Online health resources could continue to be a key tool for improving men’s health in Canada long after the pandemic subsides.
Men are among the most reluctant to seek medical care, but a new study co-authored by a group including two doctors at the University of British Columbia suggests online resources can boost their overall health even if they don’t see a doctor regularly.
Looking online first for information is becoming the way of the future, said Dr. John Oliffe, a men’s health expert at UBC.
“I think it is amenable to folks having easy access to information. It’s becoming more culturally what we do, and what men do.”
In partnership with Vancouver-based Intensions Consulting and the Canadian Men’s Health Foundation, Oliffe and UBC urologist Dr. Larry Goldenberg examined the health outcomes of 863 men who accessed the foundation’s e-health resource Don’t Change Much and 2,000 who had not.
Launched in 2014, Don’t Change Much is a free health resources site offering information and advice about diet, exercise, sleep and stress management tailored for men.
And what the study found was heartening for the future of men’s health care.
Among regular users of the free advice on diet, exercise and sleep, 75 per cent of men reported improving their eating habits and 70 per cent said they were playing sports and exercising more.
Nearly half reported that they had lost weight and 45 per cent said they had reduced their alcohol intake.
Oliffe said the website was designed “to appeal en masse to guys” and the study found its impact crossed demographic lines.
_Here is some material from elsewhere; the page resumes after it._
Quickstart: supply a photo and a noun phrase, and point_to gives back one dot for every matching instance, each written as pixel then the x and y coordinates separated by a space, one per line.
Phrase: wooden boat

“We controlled for things like education, because there was diversity in that, we controlled for income, whether they were single or not, whether they are living alone,” said Oliffe. “And what we found is that these benefits, they spread across all of those demographics.”
Stigma around appearing weak or needy often prevents men from seeking medical care regularly, particularly between the ages of 20 and 50. That means they aren’t well-connected to health services when they do need help, Oliffe says.
Men are more likely to be seriously ill than women, spending an average of nine years in poor health, and are more likely than women to die of clogged arteries and heart disease.
Digital resources can help men access information privately and anonymously. If they do connect to in-person care, they have more information and know which questions to ask.
“Some of the things that trouble fellows are about vulnerabilities and self-disclosure,” said Oliffe, noting that men’s depression is much different and more affected by sleep than women’s. “Some of those traditionally masculine things actually let guys down, because it puts a barrier to the help-seeking.
“And in mental health issues, it can be really challenging to articulate what’s going on for you.”
Health-care providers also need to be cautious not to perpetuate that same stigma in interactions with patients, Oliffe said.
He’d like to see health program curricula include more training on asking open-ended questions and avoiding stigmatizing language.
“We can all make a difference to how guys think about the health-care system, and think about their engagement with it, by affirming them with a strengths-based notion that if you’ve got the strength to see the problem and then try to address it with some help, then that’s very commendable behaviour,” said Oliffe.
“It’s not like it’s emasculating to be in that space.”